Chattanooga Police Chief Freeman Cooper said a combined metro police force like Nashville's is "something that definitely should be on the table in the future," but said it may be tough to create an effective one.
"Very few cities have been able to do that and masterfully do it where you really have a reduction in cost," he said.
Hamilton County Sheriff Jim Hammond said it would be worthwhile to look at areas where the city and county could save money by consolidating services, but he said some areas may not be practical.
"I have pros and cons of how I feel about it," he said.
The sheriff said he needed more input from the County Commission, the City Council and citizens on details of the issue.
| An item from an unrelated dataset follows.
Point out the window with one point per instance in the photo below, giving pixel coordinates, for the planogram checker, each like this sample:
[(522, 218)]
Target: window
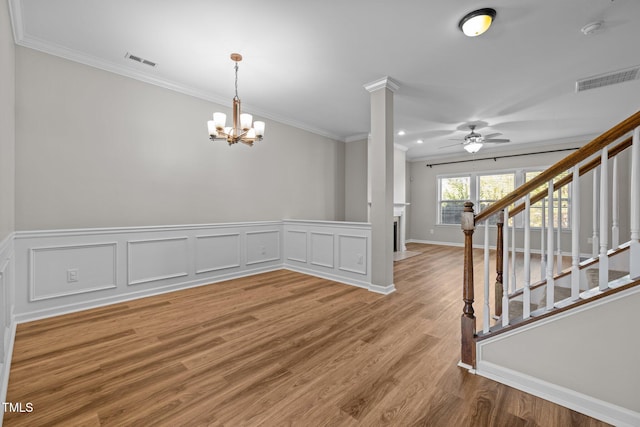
[(453, 193), (483, 189), (492, 188), (535, 215)]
Chief Cooper and Sheriff Hammond each pointed out that the Sheriff's Office and the city police already collaborate often. For instance, they do joint SWAT operations and soon may share a firing range, Sheriff Hammond said.
Chief Cooper said he believed Mr. Littlefield intended in his inauguration speech Monday to encourage an expansion of that partnership.
"Criminals don't recognize any type of boundaries," he said.
Acting Chattanooga Fire Chief Randy Parker said his department and other fire departments in the county also already work together.
"If we get dispatched to a call, we go," he said.